Hashing in Modern Recommender Systems: A Primer



Hashing is some of the common “tricks” utilized in industrial Machine Learning applications, yet it doesn’t get nearly as much attention because it deserves.

The largest advantage of hashing, especially in modern recommender systems, is its finite-memory guarantee: without hashing, it could be highly impractical to learn the relevance of billions of videos, news articles, photos, or web pages for billions of users without running out of memory.

But we’re getting ahead of ourselves here. This post is a primer, so let’s return to where it began: the famous 2009 “hashing trick” paper.

The paper that began all of it

The thought of using hashing as a option to process features, in addition to the term “hashing trick”, were first introduced in a 2009 paper by a team of researchers from Yahoo, led by Kilian Weinberger, within the context of Email spam detection. An email, in spite of everything, is a sequence of words, and every word might be regarded as a feature. With hashing, the authors explain, we are able to represent emails as vectors (where each index corresponds to a specific word), and use these vectors in a spam collaborative filtering model.

For instance, the phrase “Your prescription is prepared” in a 20-dimensional hash space could also be corresponding to


and so forth, where the position of those is dependent upon the actual alternative of hash function used.

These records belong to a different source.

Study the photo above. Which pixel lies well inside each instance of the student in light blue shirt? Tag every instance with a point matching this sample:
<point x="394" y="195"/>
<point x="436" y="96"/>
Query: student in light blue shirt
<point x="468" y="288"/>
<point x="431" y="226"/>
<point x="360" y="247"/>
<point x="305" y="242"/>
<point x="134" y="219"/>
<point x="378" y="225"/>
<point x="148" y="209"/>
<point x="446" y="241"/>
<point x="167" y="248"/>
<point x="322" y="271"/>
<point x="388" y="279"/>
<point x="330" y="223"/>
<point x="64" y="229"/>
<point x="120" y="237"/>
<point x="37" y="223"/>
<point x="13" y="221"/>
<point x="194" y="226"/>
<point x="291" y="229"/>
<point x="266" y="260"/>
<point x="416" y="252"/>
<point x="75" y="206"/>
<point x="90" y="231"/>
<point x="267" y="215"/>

Nonetheless, different words can have different relevance to different people. The word “prescription” may signal spam to 1 user, but not to a different. So as to account for this difference in relevance, the authors introduce “personalized” tokens, through which they mix the user id with the words themselves. For the phrase above, they’d not only hash the tokens

"your", "prescription",  "is", "ready",

but in addition

"user123_your", "user123_prescription", "user123_is", "user123_ready",

and so forth. Given their dataset of 40 Million unique words and 400,000 users, this personalized tokenization leads to a complete of 16 Trillion possible features.

By hashing these personalized features right into a hash size of 2²², or roughly 4.2 Million (a discount of seven orders of magnitude!), the authors achieve a complete spam reduction of 30%, in comparison with a baseline model with no hashing-powered personalization, considered one of the primary clear demonstrations of the usefulness of hashing in ML problems.

Hashing in modern recommender systems

Fast forward from 2009 to today, and we see that plenty of the ML technology has modified (deep neural nets have largely replaced linear collaborative filters), but hashing continues to be there.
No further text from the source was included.